When we make patches to golden (e.g. changes to existing code or adding new scripts for fetching new data), we should have a better system for checking & verifying those changes than manually running subsets of code in an SSH session. And even then, there might be mistakes that we don't catch. Like when we expect a date format "YYYY-MM-DD" but [[ https://gerrit.wikimedia.org/r/#/c/310048/ | a missing step ]] causes dates to be written as "YYYYMMDD", or when we're storing the fetched data in an object called "data" but instead try to [[ https://gerrit.wikimedia.org/r/#/c/310044/ | write an nonexistent object to disk ]]. These are small mistakes that would be caught through continuous integration and unit tests for data.

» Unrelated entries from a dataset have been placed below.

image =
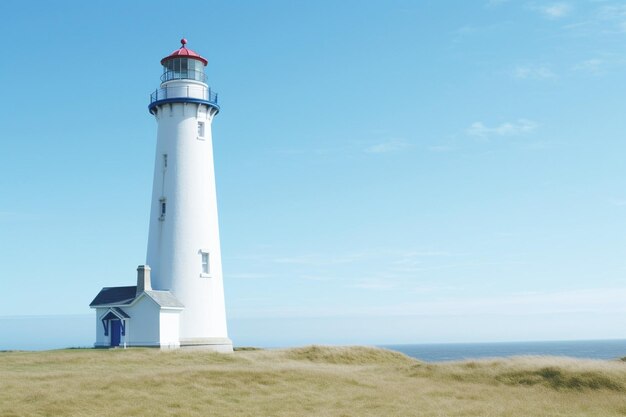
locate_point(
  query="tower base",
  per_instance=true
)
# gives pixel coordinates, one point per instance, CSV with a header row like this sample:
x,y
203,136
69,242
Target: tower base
x,y
217,344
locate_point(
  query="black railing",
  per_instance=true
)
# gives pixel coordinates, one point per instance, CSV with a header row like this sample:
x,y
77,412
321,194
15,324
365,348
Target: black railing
x,y
184,91
183,75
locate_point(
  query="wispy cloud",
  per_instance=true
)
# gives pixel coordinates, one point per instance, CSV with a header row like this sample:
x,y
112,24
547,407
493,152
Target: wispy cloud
x,y
493,3
593,66
442,148
392,145
522,126
618,202
554,10
318,259
248,275
533,72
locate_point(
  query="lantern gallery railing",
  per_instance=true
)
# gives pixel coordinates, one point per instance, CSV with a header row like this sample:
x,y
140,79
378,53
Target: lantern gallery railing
x,y
184,74
184,91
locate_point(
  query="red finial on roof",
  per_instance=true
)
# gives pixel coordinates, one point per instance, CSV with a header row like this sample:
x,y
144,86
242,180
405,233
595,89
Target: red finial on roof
x,y
183,52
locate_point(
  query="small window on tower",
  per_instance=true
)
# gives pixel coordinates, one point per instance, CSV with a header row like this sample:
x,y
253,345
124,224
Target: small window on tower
x,y
206,270
163,208
200,129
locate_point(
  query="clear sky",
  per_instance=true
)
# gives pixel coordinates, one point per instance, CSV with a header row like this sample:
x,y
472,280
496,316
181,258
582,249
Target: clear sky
x,y
387,172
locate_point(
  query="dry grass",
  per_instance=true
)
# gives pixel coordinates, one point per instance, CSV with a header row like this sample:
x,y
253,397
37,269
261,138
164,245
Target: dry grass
x,y
310,381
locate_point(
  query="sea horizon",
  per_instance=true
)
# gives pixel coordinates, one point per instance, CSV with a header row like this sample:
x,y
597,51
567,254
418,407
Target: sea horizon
x,y
41,333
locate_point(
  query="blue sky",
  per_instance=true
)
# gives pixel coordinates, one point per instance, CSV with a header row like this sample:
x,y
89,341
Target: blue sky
x,y
398,171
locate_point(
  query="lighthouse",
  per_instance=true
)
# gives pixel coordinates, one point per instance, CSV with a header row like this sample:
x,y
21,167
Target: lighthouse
x,y
179,297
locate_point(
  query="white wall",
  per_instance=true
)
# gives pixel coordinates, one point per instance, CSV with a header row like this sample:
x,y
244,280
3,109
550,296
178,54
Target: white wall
x,y
101,339
143,327
170,328
191,221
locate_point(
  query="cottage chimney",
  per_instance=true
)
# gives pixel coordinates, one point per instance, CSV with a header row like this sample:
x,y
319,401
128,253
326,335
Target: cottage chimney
x,y
143,279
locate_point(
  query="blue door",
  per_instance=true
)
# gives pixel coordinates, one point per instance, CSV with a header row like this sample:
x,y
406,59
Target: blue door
x,y
116,331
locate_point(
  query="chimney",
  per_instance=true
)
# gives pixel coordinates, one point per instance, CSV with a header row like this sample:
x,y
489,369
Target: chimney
x,y
143,279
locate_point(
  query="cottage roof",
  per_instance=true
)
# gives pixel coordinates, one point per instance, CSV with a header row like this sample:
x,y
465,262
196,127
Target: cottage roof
x,y
116,296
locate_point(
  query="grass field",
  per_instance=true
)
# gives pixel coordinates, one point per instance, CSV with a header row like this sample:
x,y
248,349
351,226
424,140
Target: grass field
x,y
309,381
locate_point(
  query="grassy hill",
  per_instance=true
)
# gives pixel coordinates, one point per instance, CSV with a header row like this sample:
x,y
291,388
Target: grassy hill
x,y
309,381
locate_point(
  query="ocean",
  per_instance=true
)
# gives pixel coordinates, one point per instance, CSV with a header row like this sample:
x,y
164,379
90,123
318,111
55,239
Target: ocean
x,y
58,332
589,349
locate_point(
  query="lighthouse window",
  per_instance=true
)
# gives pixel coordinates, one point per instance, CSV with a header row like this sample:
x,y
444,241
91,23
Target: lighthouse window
x,y
205,264
163,208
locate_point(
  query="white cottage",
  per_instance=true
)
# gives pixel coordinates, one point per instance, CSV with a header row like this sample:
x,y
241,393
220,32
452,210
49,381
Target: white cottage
x,y
155,315
180,301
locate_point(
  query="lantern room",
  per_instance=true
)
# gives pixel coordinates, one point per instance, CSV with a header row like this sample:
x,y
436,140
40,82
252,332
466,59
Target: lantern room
x,y
183,64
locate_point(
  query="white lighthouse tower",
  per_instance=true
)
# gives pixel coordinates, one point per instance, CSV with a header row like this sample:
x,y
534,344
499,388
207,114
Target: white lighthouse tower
x,y
184,277
184,242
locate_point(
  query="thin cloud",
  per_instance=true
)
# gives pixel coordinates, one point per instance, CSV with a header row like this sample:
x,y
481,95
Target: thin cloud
x,y
532,72
393,145
522,126
593,66
555,10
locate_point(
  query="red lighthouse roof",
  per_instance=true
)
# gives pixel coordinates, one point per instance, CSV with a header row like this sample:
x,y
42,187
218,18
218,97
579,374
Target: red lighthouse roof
x,y
183,52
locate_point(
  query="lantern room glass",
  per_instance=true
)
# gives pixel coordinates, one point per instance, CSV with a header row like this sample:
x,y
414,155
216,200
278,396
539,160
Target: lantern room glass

The goal of this task is two-fold:
- [ ] To refactor **golden** to have data quality control that checks for:
- Formats and types (e.g. character when expecting numeric)
- Acceptable values
- Whether the data can be written to disk (e.g. are we trying to append data that has columns that the existing dataset file doesn't have?)
- Whether data can be backfilled (currently, there's an unknown issue that prevents us from backfilling the way we hope to, so we must do it manually)
- [ ] To implement CI so that patches to golden undergo an automated build like other WMF products have (e.g. MediaWiki, Wikipedia.org Portal, and Analytics Refinery Source).
**Note** that I don't actually know whether it's possible for us to have a "[[ https://wikitech.wikimedia.org/wiki/Jenkins | jenkins-bot ]]" that can execute R code on stat1002, but if it's not possible then perhaps we can hack together an alternative solution.